Plusieurs cas de cancers, de stérilité, de naissances d'enfants malformés ou encore de fausses couches ont déjà été recensés, comme celui de Mina dont l'enfant est né avec une grave malformation faciale. Mina travaillait à SOPRELEC à Bondoufle, une filiale d'IBM jusqu'en 1998, où étaient conditionnées des bouteilles d'éther de glycol pour IBM-Corbeil et nettoyées, à l'aide d'éther de glycol, les boîtes servant à stocker les tranches de silicium. Dans ces ateliers, il n'y avait aucune aération et l'atmosphère était saturée de vapeur.

Il s'agit maintenant de voir si tous ces salariés recensés ont bien été en contact avec des éthers de glycol. Car il existe une quasi-certitude scientifique concernant la responsabilité des éthers de glycol dans l'apparition de cancers, de stérilité, d'enfants naissant avec des malformations ou encore d'avortements spontanés chez les salariés exposés.

La direction d'IBM-France se dit " intéressée de connaître les conclusions " de l'appel à témoignages attendues fin octobre et assure que " la santé et la sécurité de ses collaborateurs sont une préoccupation essentielle et permanente ". Mais la direction est plus soucieuse de la santé de ses profits que de celle des travailleurs et le " clean concept ", c'est-à-dire le travail en atmosphère confiné avec port de gants, masques, cagoules et combinaisons obligatoires dans les lignes de production, a toujours eu comme objectif de protéger les puces, pas les travailleurs.

Dans les lignes de production, les anciens se demandent s'ils ont été en contact avec les éthers et quelles peuvent en être les conséquences. Les plus jeunes, récemment embauchés, sont également curieux et inquiets. Le médecin du travail passe maintenant dans les réunions de services dire aux salariés qui se poseraient des questions au sujet des éthers qu'ils viennent le voir. Tiens donc ! La direction craint-elle qu'ils aillent se confier ailleurs ?

Cette préoccupation est récente. Car IBM a systématiquement occulté les risques encourus par ses employés ou ses sous-traitants qu'elle n'a jamais informés ni mis en garde sur l'utilisation des éthers, même lorsque la CGT a posé le problème lors d'un CHS-CT en 1998.

Officiellement, IBM a cessé d'utiliser les éthers de glycol de série E, les plus dangereux, depuis 1994, suite à une étude qu'elle avait commandée à une université américaine.
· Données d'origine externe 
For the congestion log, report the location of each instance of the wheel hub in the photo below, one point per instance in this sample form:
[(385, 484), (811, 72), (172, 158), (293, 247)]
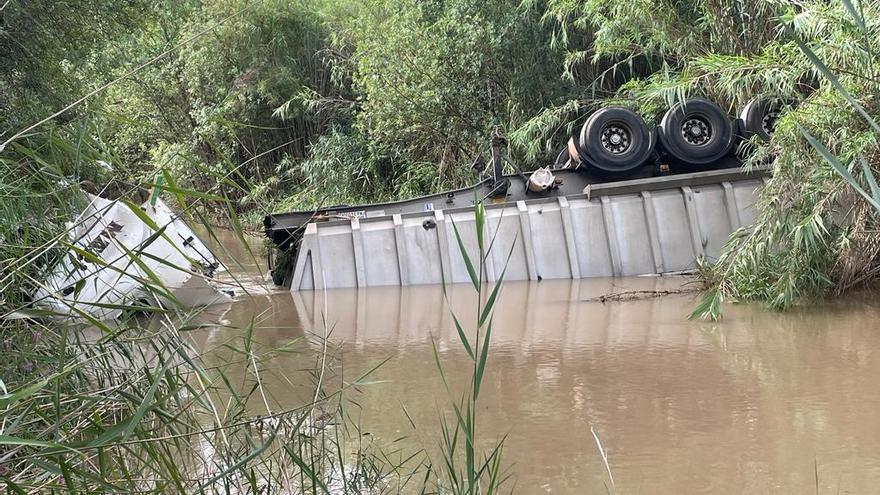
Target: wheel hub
[(615, 139), (696, 131), (768, 122)]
Pourtant, selon IBM, cette étude ne " faisait pas formellement de corrélation entre l'exposition à ces produits et de possibles conséquences sur la santé ". Or selon l'INSERM, l'Institut National de la Santé et de la Recherche médicale en France, " d'après ces deux grandes études de la fin des années 80, une exposition professionnelle à certains éthers de glycol augmenterait le risque d'avortement spontané ".

S'il n'y avait aucun danger, pourquoi un cadre d'IBM a-t-il été muté et rappelé à l'ordre par les dirigeants du groupe après avoir dénoncé ces risques dès 1965 ? Pourquoi les femmes travaillant au contact des éthers de glycol étaient-elles changées de service dès qu'elles tombaient enceintes ? Ce qui ne servait à rien, du reste : selon une agence de protection de l'environnement américaine, il suffit d'une journée d'exposition aux éthers de glycol pour mettre en danger le développement de l'embryon, et cela dès sa conception, c'est-à-dire bien avant que la femme ne sache qu'elle est enceinte !
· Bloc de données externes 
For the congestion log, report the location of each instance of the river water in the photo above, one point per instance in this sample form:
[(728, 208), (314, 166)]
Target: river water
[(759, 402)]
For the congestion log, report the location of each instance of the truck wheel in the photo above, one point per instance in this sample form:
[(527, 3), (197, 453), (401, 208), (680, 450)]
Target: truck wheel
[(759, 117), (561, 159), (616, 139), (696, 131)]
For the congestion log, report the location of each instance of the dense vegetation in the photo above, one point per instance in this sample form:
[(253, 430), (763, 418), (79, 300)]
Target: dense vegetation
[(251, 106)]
Le Dr Brugère, alors chef de service à l'Institut Curie, s'était lui aussi inquiété du taux élevé de cancers ORL observé parmi les salariés d'IBM. Il en avait alerté à plusieurs reprises, en 1998, le Dr Baulande, médecin du travail d'IBM-Corbeil de 1980 à 1999. En vain. Interviewé à la télé il y a quinze jours, le docteur Baulande a réaffirmé qu'une étude des risques liés à l'utilisation des éthers de glycol " n'était pas justifiée ".

Des anciens salariés de Corbeil ont commencé à exiger, par lettre recommandée au médecin du travail de Corbeil, la publication des postes de travail où ils ont pu être exposés aux éthers de glycol. C'est un minimum. Mais pour connaître les risques qu'ils ont encourus, ou qu'ils encourent peut-être encore, les salariés d'IBM et d'Altis ont droit à une véritable enquête épidémiologique. La direction d'IBM doit rendre des comptes.